Brasileiros vão ao Vale do Silício

Jovens empresários usam experiência adquirida na capital mundial da tecnologia para estruturar negócios inovadores

Rodrigo Carro redacao@brasileconomico.com.br
Andrea Litto e Henrique Setton da Silicon House. Foto:Divulgação

Cerejas, pêssegos e peras no lugar de produtos e serviços de alta tecnologia. Sessenta anos atrás, quem cruzasse a península central situada entre a Baía de São Francisco e as Montanhas de Santa Cruz, no estado americano da Califórnia, encontraria um cenário repleto de pomares em meio a um conjunto de bairros de classe média. Hoje, a concentração de empresas de ponta atrai um número crescente de empreendedores brasileiros para a região, conhecida como Vale do Silício.

A mudança na presença brasileira não foi apenas quantitativa. "A transformação foi drástica. Há muito mais brasileiros hoje, mas o interessante é a mudança enorme no perfil dos empreendedores", avalia Andrea Litto, 38 anos, há 19 nos Estados Unidos. "Antes, as pessoas vinham trabalhar e não se interessavam por conhecer ninguém, fazer contatos. Queriam fazer dinheiro e voltar ao Brasil."

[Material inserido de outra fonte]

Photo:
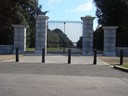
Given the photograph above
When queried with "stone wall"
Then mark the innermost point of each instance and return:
(109, 40)
(41, 34)
(6, 49)
(87, 45)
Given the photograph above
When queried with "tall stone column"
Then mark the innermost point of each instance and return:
(41, 33)
(87, 45)
(109, 40)
(20, 38)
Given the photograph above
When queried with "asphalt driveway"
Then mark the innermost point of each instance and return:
(37, 79)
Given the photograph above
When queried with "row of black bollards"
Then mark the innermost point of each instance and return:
(69, 56)
(43, 55)
(95, 57)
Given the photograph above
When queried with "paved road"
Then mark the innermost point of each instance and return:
(37, 79)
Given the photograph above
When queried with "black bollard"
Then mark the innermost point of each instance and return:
(69, 56)
(121, 57)
(17, 54)
(43, 55)
(95, 57)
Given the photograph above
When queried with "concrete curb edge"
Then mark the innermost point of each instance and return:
(120, 68)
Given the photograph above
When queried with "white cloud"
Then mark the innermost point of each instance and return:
(50, 2)
(82, 8)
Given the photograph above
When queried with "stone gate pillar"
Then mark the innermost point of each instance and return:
(20, 38)
(87, 45)
(41, 33)
(109, 40)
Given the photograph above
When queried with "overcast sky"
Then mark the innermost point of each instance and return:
(68, 9)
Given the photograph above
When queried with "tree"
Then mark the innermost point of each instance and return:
(17, 12)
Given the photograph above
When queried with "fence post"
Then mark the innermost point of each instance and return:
(121, 57)
(95, 57)
(17, 54)
(69, 56)
(43, 55)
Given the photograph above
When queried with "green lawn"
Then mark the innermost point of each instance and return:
(49, 49)
(54, 49)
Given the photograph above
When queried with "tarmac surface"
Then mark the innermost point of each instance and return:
(29, 77)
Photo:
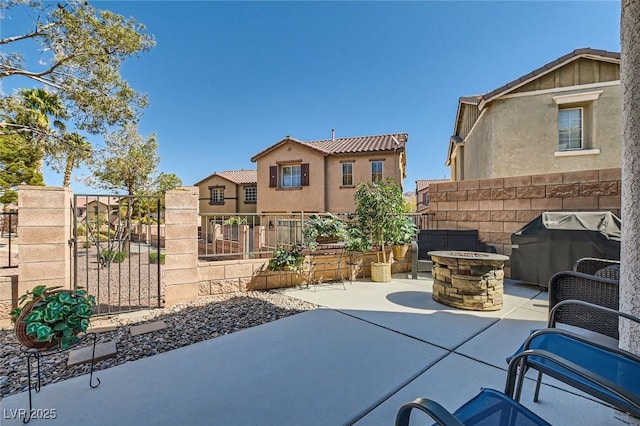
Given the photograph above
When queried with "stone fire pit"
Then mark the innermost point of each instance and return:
(468, 279)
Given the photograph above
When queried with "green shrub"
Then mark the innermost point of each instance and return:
(153, 257)
(107, 256)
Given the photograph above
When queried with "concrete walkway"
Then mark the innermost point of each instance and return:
(373, 347)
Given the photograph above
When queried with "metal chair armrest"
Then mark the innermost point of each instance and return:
(520, 360)
(552, 321)
(431, 408)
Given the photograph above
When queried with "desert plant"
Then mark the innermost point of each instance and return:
(403, 232)
(54, 315)
(378, 204)
(284, 258)
(325, 226)
(154, 257)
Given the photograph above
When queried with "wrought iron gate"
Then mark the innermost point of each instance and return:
(117, 250)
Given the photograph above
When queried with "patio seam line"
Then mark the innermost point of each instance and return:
(390, 394)
(393, 331)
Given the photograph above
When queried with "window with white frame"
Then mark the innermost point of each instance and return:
(250, 194)
(290, 176)
(376, 170)
(347, 174)
(570, 128)
(217, 194)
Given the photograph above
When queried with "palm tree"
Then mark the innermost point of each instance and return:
(78, 150)
(37, 108)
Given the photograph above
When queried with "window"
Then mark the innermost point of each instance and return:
(217, 195)
(570, 128)
(290, 176)
(250, 194)
(347, 174)
(376, 170)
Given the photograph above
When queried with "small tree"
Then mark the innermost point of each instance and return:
(378, 204)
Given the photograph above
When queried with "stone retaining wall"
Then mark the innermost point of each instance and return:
(501, 206)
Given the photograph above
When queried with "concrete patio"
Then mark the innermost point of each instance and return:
(373, 347)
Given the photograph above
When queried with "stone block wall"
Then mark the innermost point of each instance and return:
(499, 207)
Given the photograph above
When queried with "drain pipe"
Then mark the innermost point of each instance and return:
(414, 260)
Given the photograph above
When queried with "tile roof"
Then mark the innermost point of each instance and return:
(360, 143)
(587, 51)
(357, 144)
(422, 184)
(240, 177)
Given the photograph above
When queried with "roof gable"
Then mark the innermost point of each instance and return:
(350, 145)
(584, 53)
(239, 177)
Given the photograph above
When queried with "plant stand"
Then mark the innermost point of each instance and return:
(34, 355)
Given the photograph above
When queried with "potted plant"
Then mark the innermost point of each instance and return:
(47, 317)
(287, 259)
(378, 204)
(404, 232)
(325, 229)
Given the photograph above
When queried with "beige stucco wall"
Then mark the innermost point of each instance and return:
(309, 198)
(234, 198)
(519, 135)
(340, 198)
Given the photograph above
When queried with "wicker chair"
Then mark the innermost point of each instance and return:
(569, 285)
(606, 268)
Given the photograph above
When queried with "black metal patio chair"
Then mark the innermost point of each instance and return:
(603, 371)
(569, 285)
(490, 407)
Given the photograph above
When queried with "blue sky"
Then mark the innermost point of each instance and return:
(228, 79)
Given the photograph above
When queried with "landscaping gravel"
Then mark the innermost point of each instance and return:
(202, 319)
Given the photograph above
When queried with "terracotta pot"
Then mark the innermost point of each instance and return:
(399, 252)
(380, 272)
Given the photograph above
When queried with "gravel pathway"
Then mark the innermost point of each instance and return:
(213, 316)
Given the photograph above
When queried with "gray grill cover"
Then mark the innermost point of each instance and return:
(554, 241)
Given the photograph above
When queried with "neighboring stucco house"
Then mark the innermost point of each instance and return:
(562, 117)
(322, 175)
(92, 207)
(422, 194)
(228, 192)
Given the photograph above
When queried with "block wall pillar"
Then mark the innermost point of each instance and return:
(180, 282)
(44, 230)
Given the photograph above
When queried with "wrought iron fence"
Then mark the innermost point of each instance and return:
(117, 250)
(229, 236)
(8, 235)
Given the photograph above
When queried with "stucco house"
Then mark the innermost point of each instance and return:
(228, 192)
(322, 175)
(562, 117)
(422, 193)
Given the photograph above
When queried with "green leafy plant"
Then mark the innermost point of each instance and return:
(55, 315)
(356, 241)
(236, 220)
(378, 204)
(283, 259)
(107, 256)
(155, 256)
(325, 226)
(403, 232)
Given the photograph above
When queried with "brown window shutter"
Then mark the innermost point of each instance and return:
(304, 170)
(273, 176)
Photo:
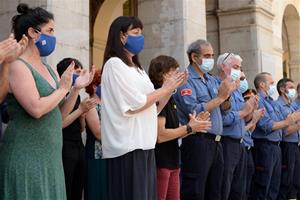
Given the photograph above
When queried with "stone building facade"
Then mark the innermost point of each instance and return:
(266, 33)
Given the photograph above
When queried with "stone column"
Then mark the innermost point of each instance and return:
(246, 29)
(8, 9)
(170, 26)
(72, 30)
(71, 21)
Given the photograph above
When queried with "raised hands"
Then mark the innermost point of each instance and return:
(85, 78)
(293, 117)
(201, 122)
(258, 114)
(174, 79)
(227, 86)
(10, 49)
(87, 104)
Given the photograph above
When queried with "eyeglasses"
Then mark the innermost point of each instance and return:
(226, 57)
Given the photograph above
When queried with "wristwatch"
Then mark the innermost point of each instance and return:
(189, 129)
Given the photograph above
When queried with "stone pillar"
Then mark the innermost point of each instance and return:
(71, 21)
(8, 9)
(246, 29)
(170, 26)
(72, 30)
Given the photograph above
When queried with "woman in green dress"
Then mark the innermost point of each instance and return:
(31, 161)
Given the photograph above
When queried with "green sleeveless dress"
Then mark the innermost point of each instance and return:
(31, 151)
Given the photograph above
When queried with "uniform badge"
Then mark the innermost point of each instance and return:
(186, 92)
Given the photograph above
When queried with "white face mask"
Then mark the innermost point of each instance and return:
(243, 86)
(291, 94)
(207, 65)
(272, 90)
(235, 74)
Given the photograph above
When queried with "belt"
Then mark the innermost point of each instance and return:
(216, 138)
(267, 141)
(294, 143)
(248, 148)
(235, 140)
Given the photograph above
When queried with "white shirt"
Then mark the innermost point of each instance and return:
(125, 88)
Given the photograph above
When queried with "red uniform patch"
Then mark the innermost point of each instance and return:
(186, 92)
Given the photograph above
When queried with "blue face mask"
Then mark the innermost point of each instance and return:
(272, 90)
(243, 86)
(46, 44)
(207, 65)
(291, 94)
(235, 74)
(98, 91)
(135, 44)
(75, 76)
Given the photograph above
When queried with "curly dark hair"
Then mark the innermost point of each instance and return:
(160, 66)
(96, 81)
(29, 17)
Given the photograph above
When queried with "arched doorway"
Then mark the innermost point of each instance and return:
(102, 14)
(291, 43)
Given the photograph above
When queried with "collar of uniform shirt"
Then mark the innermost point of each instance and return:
(264, 95)
(280, 99)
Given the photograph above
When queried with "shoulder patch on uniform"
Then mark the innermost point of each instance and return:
(186, 92)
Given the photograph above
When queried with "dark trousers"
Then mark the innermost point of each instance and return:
(250, 168)
(132, 176)
(234, 169)
(266, 180)
(202, 168)
(290, 177)
(73, 155)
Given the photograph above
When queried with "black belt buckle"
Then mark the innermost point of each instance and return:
(218, 138)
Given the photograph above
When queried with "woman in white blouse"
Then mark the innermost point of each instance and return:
(130, 105)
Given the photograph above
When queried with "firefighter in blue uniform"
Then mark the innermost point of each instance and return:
(234, 130)
(267, 137)
(290, 177)
(202, 154)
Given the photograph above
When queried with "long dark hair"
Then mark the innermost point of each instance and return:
(29, 17)
(114, 46)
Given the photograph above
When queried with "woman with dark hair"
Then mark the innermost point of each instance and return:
(31, 161)
(167, 148)
(96, 183)
(129, 113)
(10, 49)
(73, 153)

A procura não apenas por hospedagem mas principalmente por facilitadores capazes de viabilizar as conexões com investidores, profissionais de tecnologia da informação e empresas levou Andrea a criar em 2012 a Silicon House, com o sócio também brasileiro Henrique Setton. Situada em Mountain View, uma das 40 cidades que fazem parte do vale, a casa já recebeu startups e empresas de mais de 14 países, entre eles o Brasil. "O relacionamento é o mais importante no Vale do Silício", afirma a alemã Angelika Blendstrup, uma das mentoras da aceleradora 500 Startups.

Há dez anos no Vale do Silício, Angelika se especializou no pitch training, treinamento que força o empreendedor a resumir seu plano de negócios (ou a atividade de uma startup) de maneira breve, compreensível e interessante. "Se você for capaz de contar uma boa história, os investidores vão se lembrar de você", ensina Angelika, autora do livro "They made it!" ("Eles conseguiram"), sobre empreendedores estrangeiros bem-sucedidos na área de tecnologia. No Vale Silício, uma boa história deve ser contada em, no máximo, três minutos. Pode parecer pouco tempo, mas quem trabalha com startups normalmente conhece o elevator pitch: nesse tipo de competição, o empreendedor deve resumir para potenciais investidores o objetivo de seu projeto em 30 segundos. O tempo é o equivalente à duração de uma viagem de elevador.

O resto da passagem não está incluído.